CONSERVATIVE BUT LESS EVANGELICAL: A majority of voters in Florida say they are politically conservative, similar to Iowa and South Carolina, though less than half consider themselves born-again or evangelical voters, a lower level than in South Carolina or Iowa.
THE GENDER GAP: Only about half of women in the poll report holding a positive opinion of Newt Gingrich as a person, compared with about 6 in 10 men. There is a smaller difference by gender in opinions of Mitt Romney as a person.
DEBATES STILL MATTER: About two-thirds of Florida voters called recent debates an important factor in their vote, about on par with the level saying so in South Carolina. These forums made more of a difference in the minds of Florida voters than campaign advertising; just 4 in 10 called ads an important factor in their vote.

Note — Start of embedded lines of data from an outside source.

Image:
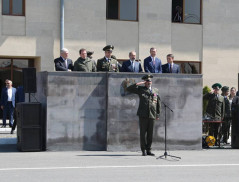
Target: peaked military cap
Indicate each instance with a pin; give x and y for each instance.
(108, 48)
(147, 77)
(216, 86)
(89, 53)
(225, 88)
(113, 56)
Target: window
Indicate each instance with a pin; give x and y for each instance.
(13, 7)
(189, 67)
(122, 10)
(186, 11)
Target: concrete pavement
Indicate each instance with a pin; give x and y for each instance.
(204, 165)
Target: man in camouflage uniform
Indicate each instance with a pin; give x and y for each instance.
(227, 117)
(83, 63)
(215, 110)
(148, 111)
(107, 63)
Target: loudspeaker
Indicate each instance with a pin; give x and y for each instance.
(29, 80)
(28, 114)
(29, 127)
(29, 139)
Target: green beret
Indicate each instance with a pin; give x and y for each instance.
(108, 48)
(147, 77)
(113, 56)
(216, 86)
(89, 53)
(225, 88)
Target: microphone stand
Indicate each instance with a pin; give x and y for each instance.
(165, 139)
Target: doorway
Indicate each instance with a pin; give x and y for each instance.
(11, 68)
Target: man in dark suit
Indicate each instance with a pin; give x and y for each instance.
(20, 97)
(152, 64)
(131, 65)
(63, 63)
(170, 67)
(148, 111)
(8, 102)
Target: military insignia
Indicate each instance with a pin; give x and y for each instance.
(127, 82)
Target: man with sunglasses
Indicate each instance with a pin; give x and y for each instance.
(148, 111)
(107, 63)
(8, 102)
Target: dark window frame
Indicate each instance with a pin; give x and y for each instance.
(11, 9)
(137, 14)
(180, 62)
(183, 13)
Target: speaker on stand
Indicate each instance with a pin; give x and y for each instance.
(30, 126)
(29, 81)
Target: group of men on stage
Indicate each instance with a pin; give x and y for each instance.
(149, 106)
(152, 64)
(218, 111)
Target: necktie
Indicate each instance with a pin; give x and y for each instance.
(171, 68)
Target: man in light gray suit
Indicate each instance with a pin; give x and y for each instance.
(131, 65)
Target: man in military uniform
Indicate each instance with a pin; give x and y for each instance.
(148, 111)
(215, 110)
(83, 63)
(107, 63)
(227, 117)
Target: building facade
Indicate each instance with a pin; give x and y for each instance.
(202, 34)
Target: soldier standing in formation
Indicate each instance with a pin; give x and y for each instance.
(215, 109)
(148, 111)
(107, 63)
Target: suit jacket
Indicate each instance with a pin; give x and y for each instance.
(127, 67)
(4, 96)
(150, 67)
(149, 103)
(176, 68)
(61, 66)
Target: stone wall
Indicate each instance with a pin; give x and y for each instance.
(92, 111)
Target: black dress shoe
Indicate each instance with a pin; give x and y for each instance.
(144, 153)
(150, 153)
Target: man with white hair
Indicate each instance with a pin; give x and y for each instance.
(63, 63)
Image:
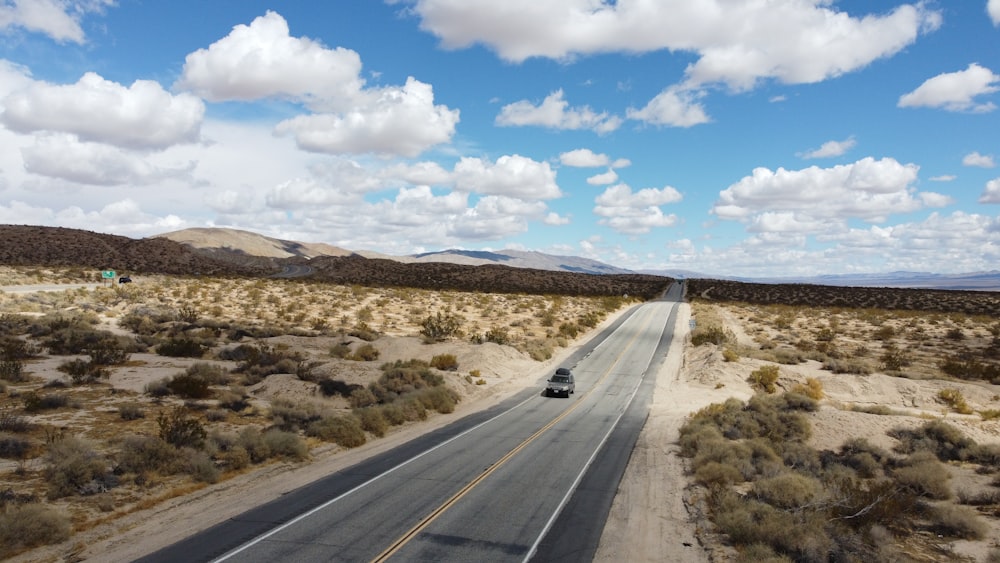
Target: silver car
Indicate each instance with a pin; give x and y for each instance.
(561, 383)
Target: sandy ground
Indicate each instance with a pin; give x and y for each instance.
(652, 518)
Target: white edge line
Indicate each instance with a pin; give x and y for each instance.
(328, 503)
(586, 466)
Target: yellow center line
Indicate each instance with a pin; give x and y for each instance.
(427, 520)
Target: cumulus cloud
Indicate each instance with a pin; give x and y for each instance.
(512, 175)
(609, 177)
(955, 91)
(635, 213)
(978, 160)
(59, 19)
(674, 106)
(554, 112)
(62, 156)
(142, 116)
(398, 121)
(991, 193)
(819, 199)
(583, 158)
(793, 42)
(262, 60)
(831, 148)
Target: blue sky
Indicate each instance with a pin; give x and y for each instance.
(725, 137)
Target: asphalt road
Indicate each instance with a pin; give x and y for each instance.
(533, 477)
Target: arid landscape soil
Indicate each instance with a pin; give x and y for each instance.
(132, 415)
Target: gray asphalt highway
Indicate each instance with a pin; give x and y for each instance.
(531, 477)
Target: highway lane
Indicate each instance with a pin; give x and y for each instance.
(487, 488)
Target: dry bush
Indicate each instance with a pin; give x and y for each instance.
(71, 465)
(923, 474)
(957, 522)
(285, 444)
(345, 431)
(764, 378)
(31, 525)
(788, 490)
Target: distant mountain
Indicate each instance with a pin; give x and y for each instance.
(237, 245)
(521, 259)
(976, 281)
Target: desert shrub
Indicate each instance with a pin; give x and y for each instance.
(158, 388)
(923, 474)
(361, 398)
(957, 522)
(813, 388)
(131, 411)
(954, 399)
(937, 437)
(445, 362)
(894, 358)
(330, 387)
(441, 327)
(373, 420)
(343, 430)
(715, 474)
(730, 355)
(764, 378)
(12, 370)
(71, 465)
(788, 490)
(142, 454)
(14, 447)
(285, 444)
(440, 399)
(801, 536)
(365, 353)
(82, 371)
(213, 374)
(31, 525)
(35, 402)
(180, 430)
(234, 399)
(189, 386)
(713, 334)
(497, 335)
(11, 421)
(251, 440)
(290, 415)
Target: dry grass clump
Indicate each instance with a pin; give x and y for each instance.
(776, 498)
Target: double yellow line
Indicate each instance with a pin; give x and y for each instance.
(427, 520)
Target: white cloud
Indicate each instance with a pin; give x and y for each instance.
(62, 156)
(59, 19)
(635, 213)
(831, 148)
(142, 116)
(991, 193)
(583, 158)
(262, 60)
(609, 177)
(955, 91)
(397, 121)
(554, 112)
(513, 176)
(978, 160)
(674, 107)
(868, 189)
(794, 42)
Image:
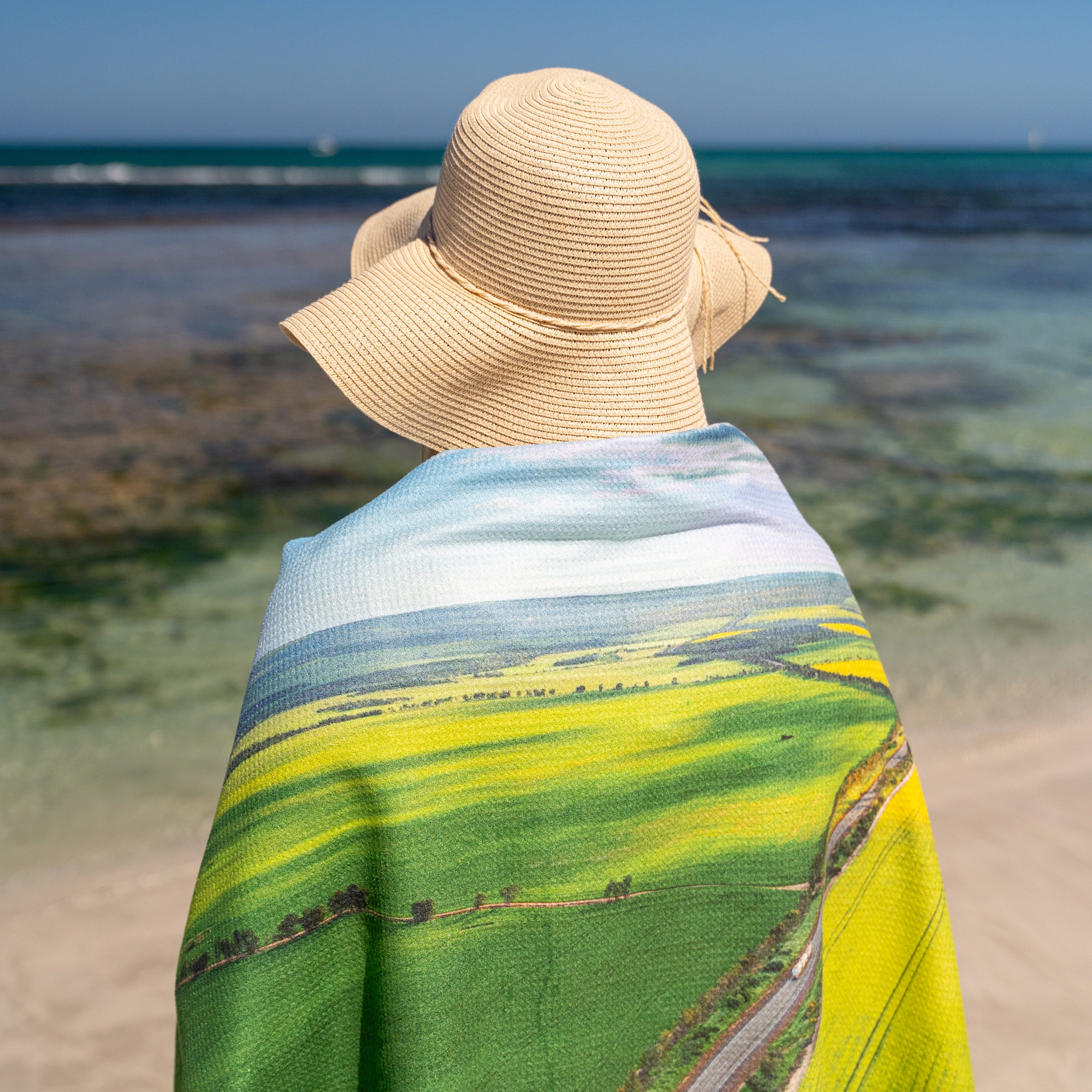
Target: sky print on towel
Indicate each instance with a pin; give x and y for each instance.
(592, 517)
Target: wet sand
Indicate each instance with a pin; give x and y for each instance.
(88, 959)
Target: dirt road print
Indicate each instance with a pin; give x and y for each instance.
(660, 838)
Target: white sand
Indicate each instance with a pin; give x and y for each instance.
(87, 963)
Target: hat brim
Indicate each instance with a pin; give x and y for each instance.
(441, 366)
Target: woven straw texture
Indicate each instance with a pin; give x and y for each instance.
(548, 288)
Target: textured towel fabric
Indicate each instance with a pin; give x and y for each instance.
(570, 767)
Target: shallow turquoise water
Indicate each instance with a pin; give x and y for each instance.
(923, 337)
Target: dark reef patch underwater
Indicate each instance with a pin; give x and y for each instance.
(926, 395)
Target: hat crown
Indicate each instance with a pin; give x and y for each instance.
(568, 195)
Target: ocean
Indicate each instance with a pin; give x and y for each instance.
(925, 393)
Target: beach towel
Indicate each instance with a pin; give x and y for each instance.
(572, 768)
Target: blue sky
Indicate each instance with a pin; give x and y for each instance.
(783, 72)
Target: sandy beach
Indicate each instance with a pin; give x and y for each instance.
(88, 959)
(943, 451)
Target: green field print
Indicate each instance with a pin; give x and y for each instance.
(506, 846)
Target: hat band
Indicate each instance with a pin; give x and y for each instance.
(548, 320)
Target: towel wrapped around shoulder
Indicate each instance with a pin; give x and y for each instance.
(570, 767)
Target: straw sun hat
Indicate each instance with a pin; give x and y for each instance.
(556, 284)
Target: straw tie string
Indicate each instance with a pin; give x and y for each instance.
(724, 227)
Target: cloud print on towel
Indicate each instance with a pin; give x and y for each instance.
(548, 520)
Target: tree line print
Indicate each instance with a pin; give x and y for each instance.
(353, 900)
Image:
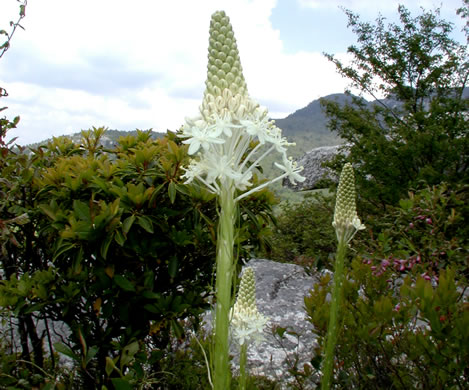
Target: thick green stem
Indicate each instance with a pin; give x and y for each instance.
(225, 264)
(242, 366)
(333, 329)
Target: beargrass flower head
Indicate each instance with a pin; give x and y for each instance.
(247, 323)
(232, 134)
(346, 222)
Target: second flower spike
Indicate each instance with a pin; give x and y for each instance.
(247, 323)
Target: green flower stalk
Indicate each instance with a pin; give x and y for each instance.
(346, 224)
(247, 323)
(229, 140)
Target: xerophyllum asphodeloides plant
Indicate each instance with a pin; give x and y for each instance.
(247, 324)
(346, 223)
(228, 141)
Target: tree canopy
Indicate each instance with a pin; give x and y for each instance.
(417, 134)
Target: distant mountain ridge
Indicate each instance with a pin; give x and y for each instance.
(307, 126)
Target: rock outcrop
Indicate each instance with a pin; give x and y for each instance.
(313, 170)
(280, 292)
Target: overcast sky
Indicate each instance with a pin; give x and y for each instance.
(141, 64)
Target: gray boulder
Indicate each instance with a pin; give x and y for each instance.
(280, 292)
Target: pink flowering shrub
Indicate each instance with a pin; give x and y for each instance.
(405, 311)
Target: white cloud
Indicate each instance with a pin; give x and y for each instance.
(373, 6)
(141, 64)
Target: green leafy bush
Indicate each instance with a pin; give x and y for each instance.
(303, 232)
(116, 247)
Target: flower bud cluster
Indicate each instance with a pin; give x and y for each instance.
(346, 222)
(232, 134)
(247, 323)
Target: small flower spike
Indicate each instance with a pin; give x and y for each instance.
(346, 222)
(247, 323)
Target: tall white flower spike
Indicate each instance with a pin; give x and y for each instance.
(221, 137)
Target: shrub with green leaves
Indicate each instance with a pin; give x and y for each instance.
(123, 251)
(303, 232)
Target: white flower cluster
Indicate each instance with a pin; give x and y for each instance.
(225, 151)
(223, 138)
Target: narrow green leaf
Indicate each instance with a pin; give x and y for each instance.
(105, 245)
(173, 267)
(128, 224)
(145, 223)
(124, 283)
(121, 384)
(172, 191)
(63, 349)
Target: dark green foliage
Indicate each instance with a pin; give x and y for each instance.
(303, 232)
(418, 134)
(115, 246)
(405, 308)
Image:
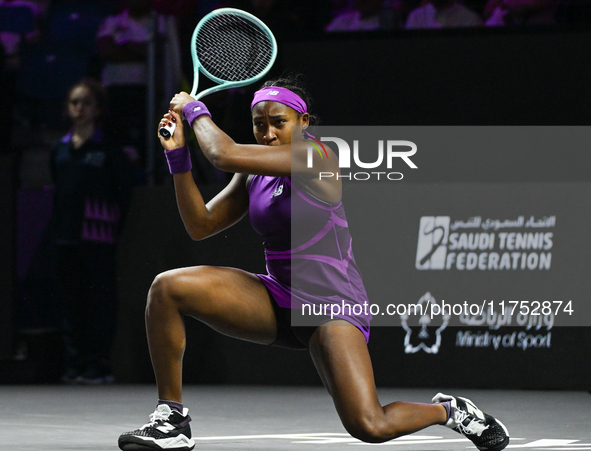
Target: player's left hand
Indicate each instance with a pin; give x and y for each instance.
(178, 138)
(179, 101)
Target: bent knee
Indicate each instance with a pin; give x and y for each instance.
(186, 289)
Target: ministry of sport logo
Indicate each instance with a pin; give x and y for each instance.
(485, 245)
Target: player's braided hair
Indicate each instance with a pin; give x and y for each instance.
(296, 84)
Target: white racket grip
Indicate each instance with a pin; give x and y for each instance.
(168, 130)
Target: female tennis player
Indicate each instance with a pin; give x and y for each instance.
(273, 183)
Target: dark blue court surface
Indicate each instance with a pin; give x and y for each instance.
(64, 418)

ECONOMIC CONCERNS TRUMP ALL: About 6 in 10 said the economy was their top issue in choosing a candidate, about half said foreclosures were having a major impact on their community, and 3 in 10 said they were falling behind financially.
The survey of 1,979 Republican voters was conducted for The Associated Press and the television networks by Edison Research. This includes preliminary results among 1,379 voters interviewed Tuesday as they left their polling places at 40 randomly selected sites in Florida. In addition, 600 who voted early or absentee were interviewed by landline or cellular telephone from Jan. 23 to 29. The survey has a margin of sampling error of plus or minus 4 percentage points.